In November 1939, Samuel's father was sent to Buchenwald concentration camp, and then released after six weeks. In November of 1942, Samuel's father was sent to a work camp and in March 1943 he was deported to Auschwitz where he died at the age of 49. Samuel's grandmother was sent to Theresienstadt concentration camp in August1942 and died the same year at the age of 66.

The Epsteins lived in Wimbledon, but Samuel was soon evacuated to the countryside, along with another three and a half million British children, to escape the expectation of bombing when war broke out in 1939. Samuel stayed in a small market town, called Guildford, living with the Epstein's son Paul and others at the Manor home of a wealthy woman, Mrs. Strachey, whose late husband was related to the famous Victorian writer, Litton Strachey.

Religious services were held in a cow shed in Guildford and Samuel even had his Bar Mitzvah (religious ceremony for boys at age13, marking their passage to adulthood) there.

Samuel's mother asked if she could come out to Guildford and help tend to the children, after visiting one Sunday. She was hired as the governess and in that way could be near her son. "It was nice having her there;" said Samuel, "but the other kids resented me."

Speaking about his experience, Samuel said, "It still amazes me that (Jewish) parents would put their kinds on a train, knowing they would never see them again." The overall majority of kids never saw their parents again, as they were killed in concentration camps.

After the war, Samuel's mother continued to live in Guildford, while he left to finish his education at the London School of Economics. "My mother had come from a very wealthy family in Dresden and came to England with nothing and made a life for herself and me," said Samuel.

His mother had a sister, Hilda, who had survived the war by living in Shanghai and then later moved to the United States with her husband and son. The sisters hadn't seen each other for 15 years, until Ellen was invited to attend her nephew's wedding.

Upon her return to England, Samuel's mother told him that Hilda had offered to sponsor him if he would like to move to the United States. "I realized that I might not have another opportunity and decided to do it," said Samuel.

So, at age 27, Ralph immigrated to the United States. He hated New Jersey, where his aunt's family lived. "Eventually, I moved to Washington, D.C. and loved it and never looked back. I worked as a Land Economist, made many friends, got involved in the community, and had a good life." He married and had two daughters.

In 1962 Samuel moved to California, where his mother joined him and spent the last 15 years of her life near him in Oakland.

Samuel has a unique connection to our region. As a Land Acquisition Specialist, he worked for many different agencies in the Bay Area. He was with the East Bay Regional Park District for over 10 years and during his tenure Samuel helped purchase part of Mission Peak as well as the land required for the widening of Alameda Creek.

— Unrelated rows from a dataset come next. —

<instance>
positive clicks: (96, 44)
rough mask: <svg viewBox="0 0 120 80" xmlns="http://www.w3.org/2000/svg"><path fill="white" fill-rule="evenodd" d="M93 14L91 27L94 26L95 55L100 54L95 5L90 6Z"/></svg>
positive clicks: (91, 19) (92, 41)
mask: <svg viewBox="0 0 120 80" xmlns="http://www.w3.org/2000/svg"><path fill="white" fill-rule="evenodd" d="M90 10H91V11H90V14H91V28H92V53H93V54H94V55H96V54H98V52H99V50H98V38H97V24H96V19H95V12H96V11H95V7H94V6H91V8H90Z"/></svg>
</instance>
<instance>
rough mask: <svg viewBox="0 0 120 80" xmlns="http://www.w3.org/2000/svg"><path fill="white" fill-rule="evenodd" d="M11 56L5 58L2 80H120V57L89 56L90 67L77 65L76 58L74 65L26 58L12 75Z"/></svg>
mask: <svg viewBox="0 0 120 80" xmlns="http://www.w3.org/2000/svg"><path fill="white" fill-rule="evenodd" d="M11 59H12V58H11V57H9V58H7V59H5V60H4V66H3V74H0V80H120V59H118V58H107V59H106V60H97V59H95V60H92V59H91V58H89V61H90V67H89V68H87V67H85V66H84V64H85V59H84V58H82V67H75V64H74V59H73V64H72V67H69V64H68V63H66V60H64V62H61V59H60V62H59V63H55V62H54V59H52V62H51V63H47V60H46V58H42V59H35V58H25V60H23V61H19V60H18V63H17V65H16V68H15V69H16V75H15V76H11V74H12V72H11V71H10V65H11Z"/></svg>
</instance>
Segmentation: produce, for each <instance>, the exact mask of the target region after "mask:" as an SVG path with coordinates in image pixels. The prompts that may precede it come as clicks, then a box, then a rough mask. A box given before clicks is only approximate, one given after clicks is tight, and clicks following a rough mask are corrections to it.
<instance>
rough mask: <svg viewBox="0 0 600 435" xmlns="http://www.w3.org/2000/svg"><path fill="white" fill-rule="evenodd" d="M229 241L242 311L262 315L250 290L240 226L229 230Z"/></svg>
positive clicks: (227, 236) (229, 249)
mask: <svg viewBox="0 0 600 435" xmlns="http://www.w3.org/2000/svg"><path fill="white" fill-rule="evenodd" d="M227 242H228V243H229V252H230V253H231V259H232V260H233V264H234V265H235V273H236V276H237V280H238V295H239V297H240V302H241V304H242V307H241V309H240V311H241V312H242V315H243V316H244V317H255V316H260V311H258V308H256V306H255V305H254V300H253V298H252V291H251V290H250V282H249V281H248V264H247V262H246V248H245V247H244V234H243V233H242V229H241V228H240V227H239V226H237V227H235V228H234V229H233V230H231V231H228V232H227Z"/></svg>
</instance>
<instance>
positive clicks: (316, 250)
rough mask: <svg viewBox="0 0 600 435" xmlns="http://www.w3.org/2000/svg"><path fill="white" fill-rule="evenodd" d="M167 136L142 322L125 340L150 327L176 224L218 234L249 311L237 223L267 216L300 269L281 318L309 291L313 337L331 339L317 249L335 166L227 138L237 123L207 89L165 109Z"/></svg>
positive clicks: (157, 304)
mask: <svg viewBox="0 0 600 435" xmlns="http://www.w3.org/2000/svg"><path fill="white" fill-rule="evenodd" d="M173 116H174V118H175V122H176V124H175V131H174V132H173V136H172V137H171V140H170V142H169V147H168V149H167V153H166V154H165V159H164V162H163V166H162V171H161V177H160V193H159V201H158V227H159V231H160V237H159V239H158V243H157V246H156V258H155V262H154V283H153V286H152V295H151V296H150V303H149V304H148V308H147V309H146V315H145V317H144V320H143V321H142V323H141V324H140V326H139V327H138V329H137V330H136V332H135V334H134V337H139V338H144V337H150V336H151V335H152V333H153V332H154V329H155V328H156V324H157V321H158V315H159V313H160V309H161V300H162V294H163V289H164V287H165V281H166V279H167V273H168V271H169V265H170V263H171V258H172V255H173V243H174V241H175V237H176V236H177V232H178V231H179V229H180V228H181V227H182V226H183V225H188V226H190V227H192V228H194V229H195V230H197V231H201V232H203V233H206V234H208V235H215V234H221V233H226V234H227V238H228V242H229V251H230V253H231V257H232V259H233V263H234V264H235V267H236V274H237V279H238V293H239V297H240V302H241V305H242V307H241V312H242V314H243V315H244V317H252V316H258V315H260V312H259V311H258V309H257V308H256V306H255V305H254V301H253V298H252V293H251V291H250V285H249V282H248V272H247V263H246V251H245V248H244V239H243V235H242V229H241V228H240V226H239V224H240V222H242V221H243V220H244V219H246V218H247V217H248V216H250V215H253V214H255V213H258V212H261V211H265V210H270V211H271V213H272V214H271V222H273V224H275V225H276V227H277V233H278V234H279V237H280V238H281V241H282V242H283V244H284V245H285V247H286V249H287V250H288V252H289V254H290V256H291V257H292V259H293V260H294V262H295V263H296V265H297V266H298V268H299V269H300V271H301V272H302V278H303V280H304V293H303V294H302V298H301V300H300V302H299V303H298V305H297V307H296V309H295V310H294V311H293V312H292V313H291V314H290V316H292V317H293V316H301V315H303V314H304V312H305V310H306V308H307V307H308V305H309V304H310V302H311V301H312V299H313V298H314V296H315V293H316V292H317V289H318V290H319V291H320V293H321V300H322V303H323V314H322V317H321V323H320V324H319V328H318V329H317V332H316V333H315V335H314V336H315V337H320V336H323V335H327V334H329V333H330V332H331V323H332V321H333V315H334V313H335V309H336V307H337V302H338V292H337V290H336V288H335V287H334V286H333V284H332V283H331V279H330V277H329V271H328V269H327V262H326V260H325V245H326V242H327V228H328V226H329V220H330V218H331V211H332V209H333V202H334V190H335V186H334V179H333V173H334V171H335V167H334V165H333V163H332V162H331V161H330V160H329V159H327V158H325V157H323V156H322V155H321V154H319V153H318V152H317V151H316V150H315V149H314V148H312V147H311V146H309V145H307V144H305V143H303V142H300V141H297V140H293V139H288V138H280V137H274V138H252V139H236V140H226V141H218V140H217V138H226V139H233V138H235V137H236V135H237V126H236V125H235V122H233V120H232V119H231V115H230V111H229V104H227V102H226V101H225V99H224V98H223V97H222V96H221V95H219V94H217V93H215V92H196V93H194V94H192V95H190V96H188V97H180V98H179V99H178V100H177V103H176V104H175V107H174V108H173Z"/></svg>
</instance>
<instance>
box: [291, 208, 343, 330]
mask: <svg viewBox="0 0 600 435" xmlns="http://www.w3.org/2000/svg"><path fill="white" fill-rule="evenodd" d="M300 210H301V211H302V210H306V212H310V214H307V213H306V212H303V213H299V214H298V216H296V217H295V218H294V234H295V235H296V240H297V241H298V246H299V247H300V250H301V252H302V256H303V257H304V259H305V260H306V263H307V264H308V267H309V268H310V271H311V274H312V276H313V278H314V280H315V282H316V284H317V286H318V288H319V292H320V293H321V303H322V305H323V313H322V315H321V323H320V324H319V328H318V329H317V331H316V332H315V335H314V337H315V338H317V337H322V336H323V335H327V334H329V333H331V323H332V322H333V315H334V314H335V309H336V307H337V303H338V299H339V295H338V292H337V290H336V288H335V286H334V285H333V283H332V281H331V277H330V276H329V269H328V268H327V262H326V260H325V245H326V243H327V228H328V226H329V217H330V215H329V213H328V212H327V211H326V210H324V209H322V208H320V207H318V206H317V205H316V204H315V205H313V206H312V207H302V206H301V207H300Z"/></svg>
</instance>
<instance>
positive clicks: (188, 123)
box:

He finished his career with BART in Land Management, and retired in 1997.

Samuel is involved with various Kindertransport groups, helped found the NorCal Chapter of the Kindertransport Association and has organized reunions. He also volunteers in the Speakers Bureau for the Holocaust Center of Northern California. A Kindertransport reunion is planned for October 15 -17, in Arlington, Virginia.

Samuel remains close with his foster brother, Peter Epstein, the son of the people he stayed with during the war and Peter's younger sister.

Currently, travelling throughout Israel, Italy and Germany on a speaking tour, Samuels says, "I continue to tell my story to honor the memory of Mr. Epstein and more importantly the memory of the one-and one half million children who were murdered by the Nazis."